Entrevue avec Pierre Ducharme, OFM pour OFM.org
Original (anglais) : https://ofm.org/en/parish-priests-for-the-synod.html
Comment la réunion s’est-elle déroulée ? Une brève description des participants, des contextes d’origine des participants, de la méthode de dialogue.
L’événement s’intitulait « Prêtres de paroisse pour le Synode ». Il est né d’un appel lancé dans le Rapport de synthèse de l’Assemblée synodale d’octobre dernier, qui demandait qu’entre les deux Assemblées du Synode en cours, la voix des prêtres de paroisse soit entendue. Au Vatican, la Secrétairerie générale du Synode et le Dicastère pour le Clergé ont donc organisé un événement pour les prêtres du monde entier.
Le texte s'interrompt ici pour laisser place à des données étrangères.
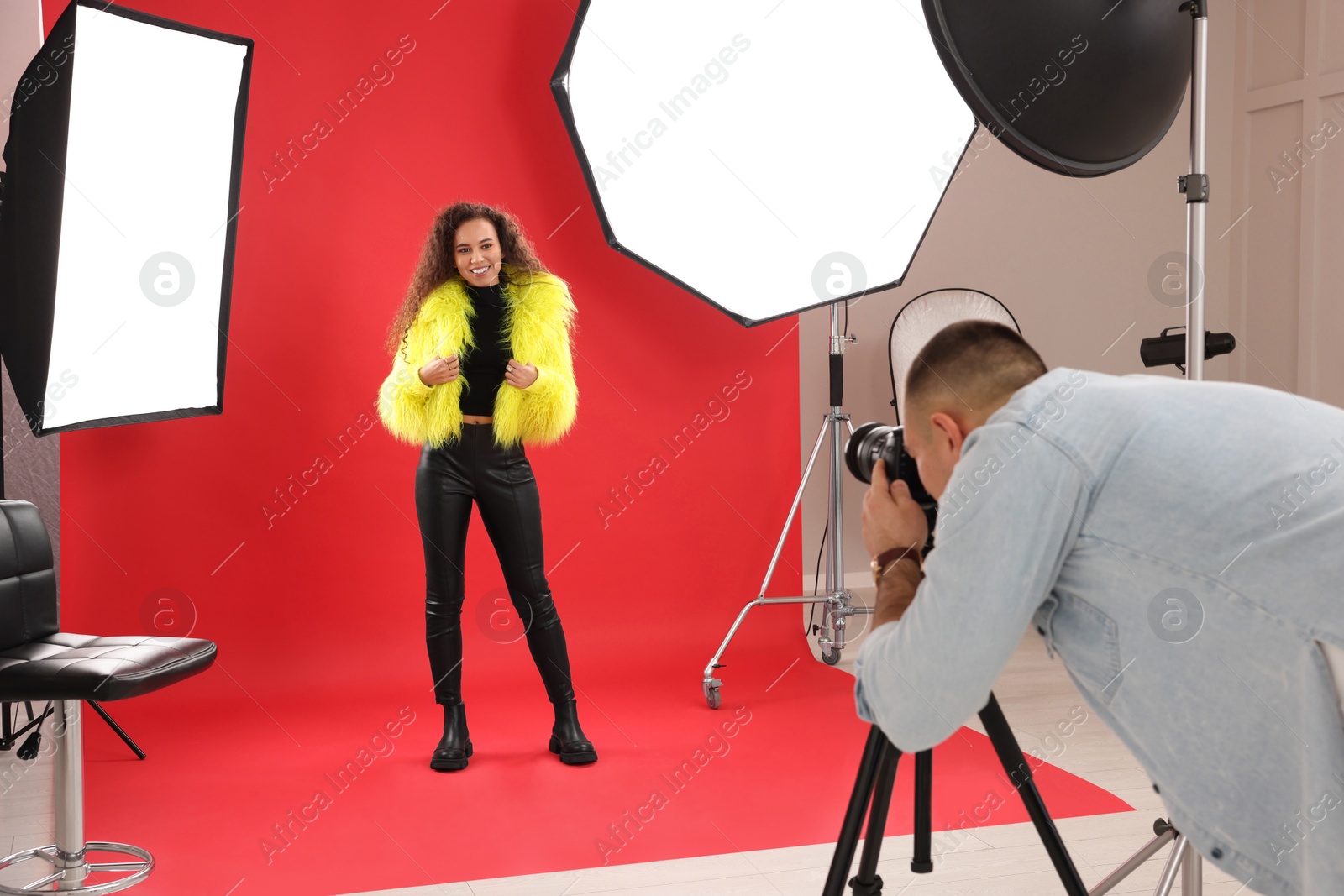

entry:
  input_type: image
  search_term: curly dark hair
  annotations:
[387,202,546,354]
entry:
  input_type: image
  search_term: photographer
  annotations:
[855,321,1344,894]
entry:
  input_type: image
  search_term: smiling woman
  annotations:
[378,203,596,771]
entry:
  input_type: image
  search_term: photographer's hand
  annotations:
[862,459,929,556]
[863,459,929,629]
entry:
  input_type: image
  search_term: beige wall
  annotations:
[1226,0,1344,406]
[795,12,1236,596]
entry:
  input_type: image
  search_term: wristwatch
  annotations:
[871,548,923,584]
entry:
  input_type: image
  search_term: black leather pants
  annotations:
[415,423,574,703]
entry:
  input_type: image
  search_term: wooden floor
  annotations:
[0,589,1254,896]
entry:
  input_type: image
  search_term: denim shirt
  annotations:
[855,368,1344,896]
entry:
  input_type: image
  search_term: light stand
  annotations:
[703,302,872,710]
[816,0,1220,896]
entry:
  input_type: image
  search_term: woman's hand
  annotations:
[419,354,461,385]
[504,358,540,388]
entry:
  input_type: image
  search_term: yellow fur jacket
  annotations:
[378,264,580,448]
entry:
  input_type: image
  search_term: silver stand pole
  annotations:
[701,302,872,710]
[1089,0,1208,896]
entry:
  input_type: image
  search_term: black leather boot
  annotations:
[551,700,596,766]
[428,703,472,771]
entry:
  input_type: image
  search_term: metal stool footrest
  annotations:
[0,841,155,896]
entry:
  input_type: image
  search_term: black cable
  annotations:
[805,300,849,638]
[804,517,831,638]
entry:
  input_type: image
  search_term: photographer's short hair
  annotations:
[905,320,1046,422]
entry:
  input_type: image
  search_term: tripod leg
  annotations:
[1180,846,1205,896]
[1153,834,1189,896]
[910,750,932,874]
[979,693,1087,896]
[1087,820,1185,896]
[822,726,895,896]
[849,737,903,896]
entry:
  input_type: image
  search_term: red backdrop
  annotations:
[45,0,1124,896]
[45,0,802,715]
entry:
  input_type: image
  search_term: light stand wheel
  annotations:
[0,841,155,896]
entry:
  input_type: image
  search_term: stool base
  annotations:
[0,842,155,896]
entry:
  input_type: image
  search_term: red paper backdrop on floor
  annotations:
[45,0,1125,896]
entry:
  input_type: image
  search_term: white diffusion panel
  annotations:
[43,7,247,427]
[566,0,976,321]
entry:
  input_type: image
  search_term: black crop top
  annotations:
[459,280,513,417]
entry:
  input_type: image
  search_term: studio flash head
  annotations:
[844,422,938,552]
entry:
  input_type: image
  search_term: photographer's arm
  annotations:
[855,425,1090,751]
[872,558,923,627]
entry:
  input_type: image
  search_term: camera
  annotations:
[844,422,938,553]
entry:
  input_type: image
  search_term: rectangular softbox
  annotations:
[0,0,253,435]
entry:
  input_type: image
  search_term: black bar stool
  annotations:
[0,500,215,896]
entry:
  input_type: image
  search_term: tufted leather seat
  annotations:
[0,500,215,894]
[0,631,215,701]
[0,501,215,701]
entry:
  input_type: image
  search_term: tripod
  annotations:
[701,302,872,710]
[822,693,1203,896]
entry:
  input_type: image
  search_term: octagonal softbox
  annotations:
[0,0,253,435]
[551,0,976,327]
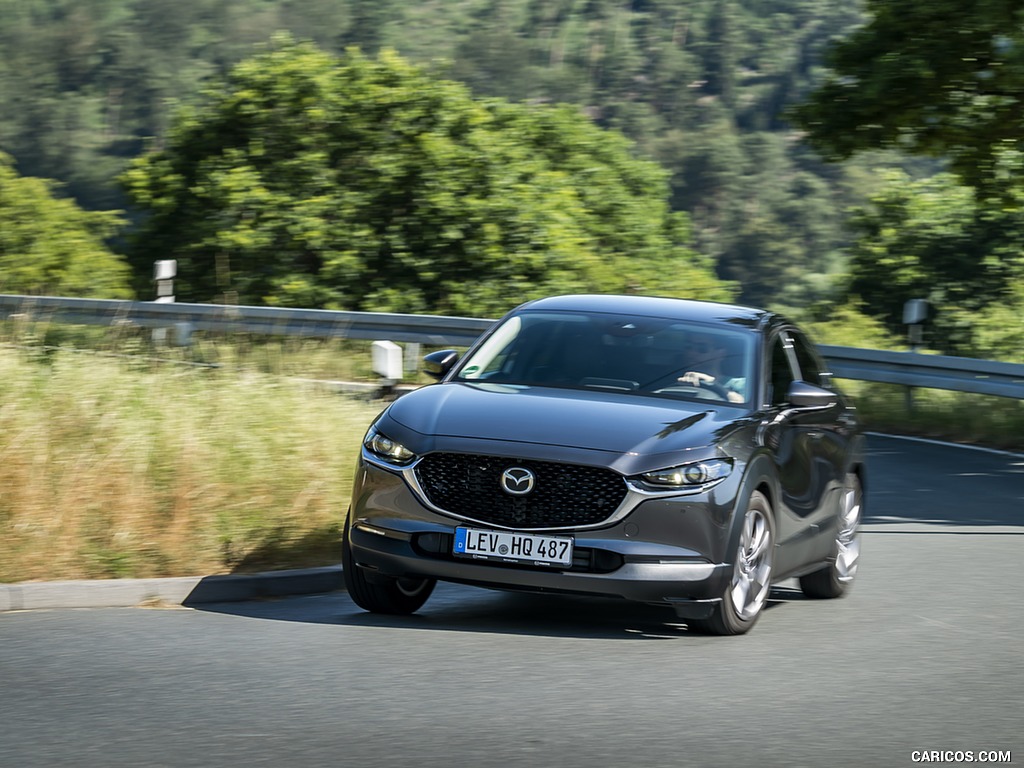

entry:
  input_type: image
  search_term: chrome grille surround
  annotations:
[402,453,639,530]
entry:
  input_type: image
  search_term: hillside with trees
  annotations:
[0,0,1024,358]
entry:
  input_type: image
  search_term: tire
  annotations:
[690,490,775,635]
[341,520,437,615]
[800,472,864,600]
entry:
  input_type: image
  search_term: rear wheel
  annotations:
[690,490,775,635]
[800,472,864,599]
[341,520,436,615]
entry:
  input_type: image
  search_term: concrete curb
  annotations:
[0,565,344,612]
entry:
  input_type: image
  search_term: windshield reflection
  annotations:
[455,311,754,406]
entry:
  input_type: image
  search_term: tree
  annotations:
[849,171,1024,355]
[123,37,731,316]
[0,153,131,299]
[793,0,1024,195]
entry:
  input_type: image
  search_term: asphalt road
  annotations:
[0,437,1024,768]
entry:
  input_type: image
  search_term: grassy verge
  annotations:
[0,348,381,582]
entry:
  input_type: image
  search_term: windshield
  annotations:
[456,311,754,404]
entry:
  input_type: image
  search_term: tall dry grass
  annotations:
[0,348,380,582]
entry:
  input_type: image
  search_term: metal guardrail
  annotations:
[0,294,1024,399]
[0,294,494,346]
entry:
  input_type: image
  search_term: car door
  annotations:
[786,329,852,556]
[762,329,840,570]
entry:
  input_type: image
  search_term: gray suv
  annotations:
[343,296,864,634]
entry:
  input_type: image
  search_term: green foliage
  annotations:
[795,0,1024,195]
[0,0,860,313]
[849,172,1024,358]
[0,153,130,299]
[123,38,730,316]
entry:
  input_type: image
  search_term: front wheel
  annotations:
[690,490,775,635]
[341,521,436,615]
[800,472,864,599]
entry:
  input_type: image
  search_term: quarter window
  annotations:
[769,335,794,406]
[790,333,830,387]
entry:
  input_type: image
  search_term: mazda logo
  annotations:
[502,467,536,496]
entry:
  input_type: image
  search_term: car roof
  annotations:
[514,294,775,328]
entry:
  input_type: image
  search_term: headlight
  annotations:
[362,427,416,465]
[640,459,732,490]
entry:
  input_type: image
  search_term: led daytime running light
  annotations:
[362,427,416,464]
[640,459,732,488]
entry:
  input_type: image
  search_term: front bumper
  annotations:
[349,460,736,615]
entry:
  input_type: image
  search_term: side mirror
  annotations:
[785,381,839,411]
[423,349,459,381]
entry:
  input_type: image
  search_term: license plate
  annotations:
[452,528,572,567]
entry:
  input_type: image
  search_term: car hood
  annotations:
[387,383,743,456]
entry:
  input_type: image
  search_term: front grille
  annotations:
[416,454,627,529]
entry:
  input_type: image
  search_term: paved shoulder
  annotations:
[0,565,343,611]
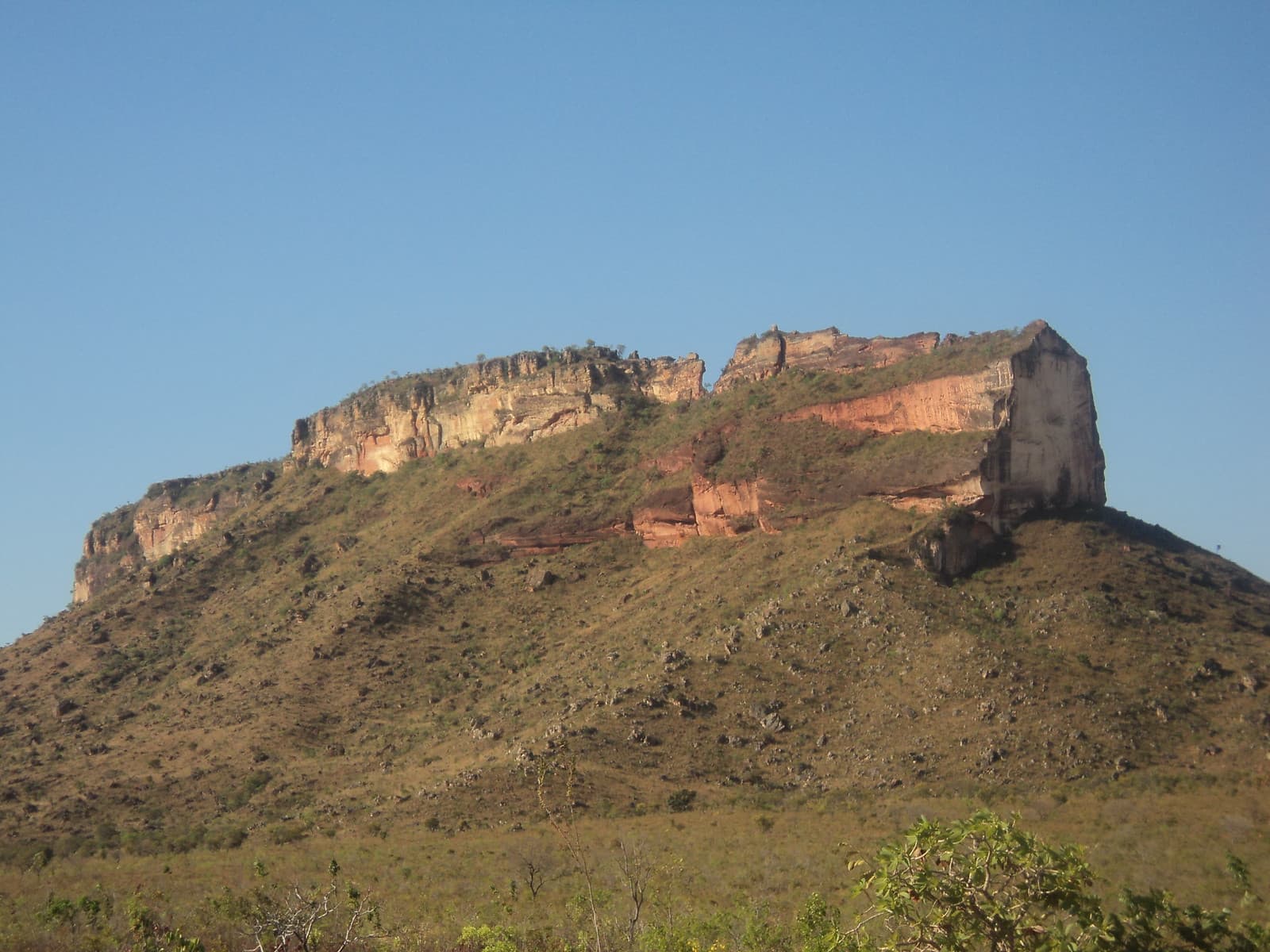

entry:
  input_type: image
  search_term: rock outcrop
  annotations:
[714,326,940,393]
[291,347,705,474]
[67,321,1106,601]
[633,321,1106,559]
[71,465,275,605]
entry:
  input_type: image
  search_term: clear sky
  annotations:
[0,0,1270,643]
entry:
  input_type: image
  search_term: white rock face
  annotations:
[979,326,1106,532]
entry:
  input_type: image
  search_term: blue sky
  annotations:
[0,0,1270,643]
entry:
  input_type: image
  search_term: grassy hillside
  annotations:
[0,340,1270,949]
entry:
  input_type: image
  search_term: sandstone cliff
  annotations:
[291,347,705,474]
[714,326,940,393]
[633,322,1106,559]
[71,463,275,605]
[67,322,1106,601]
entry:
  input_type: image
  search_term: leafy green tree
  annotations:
[833,811,1270,952]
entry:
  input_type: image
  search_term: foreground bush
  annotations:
[20,811,1270,952]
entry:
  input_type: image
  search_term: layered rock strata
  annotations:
[74,322,1106,601]
[714,326,940,393]
[291,347,705,474]
[633,321,1106,551]
[71,465,275,605]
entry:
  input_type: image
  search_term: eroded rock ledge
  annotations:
[633,321,1106,559]
[74,321,1106,601]
[291,347,705,476]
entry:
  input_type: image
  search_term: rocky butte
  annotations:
[74,321,1106,603]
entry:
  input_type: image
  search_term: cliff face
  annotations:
[71,465,275,605]
[633,322,1106,555]
[714,328,940,393]
[291,347,705,474]
[74,322,1106,601]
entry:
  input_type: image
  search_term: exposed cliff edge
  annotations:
[291,347,705,476]
[72,463,275,605]
[74,322,1106,601]
[633,321,1106,566]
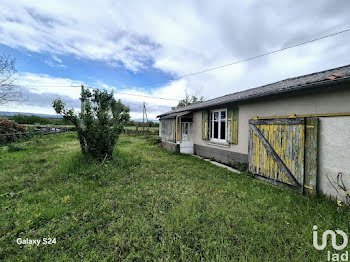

Il a été demandé à chaque conférence épiscopale de choisir un certain nombre de prêtres pour y participer. Le plan initial prévoyait 300 prêtres, cependant certains prêtres de différents pays ayant eu des problèmes de visa, 193 prêtres ont pu y participer. J’ai été envoyé, avec deux prêtres diocésains du Canada, en tant que représentant canadien. J’étais le seul curé franciscain à participer à cet événement.
La méthodologie de la rencontre était basée sur le modèle des « conversations dans l’Esprit » du Synode sur la synodalité. Nous avons été divisés en groupes de onze personnes plus un facilitateur. Bien que ma langue maternelle soit l’anglais, j’ai été placé dans un groupe de langue française. Les groupes étaient diversifiés et comprenaient des prêtres du monde entier.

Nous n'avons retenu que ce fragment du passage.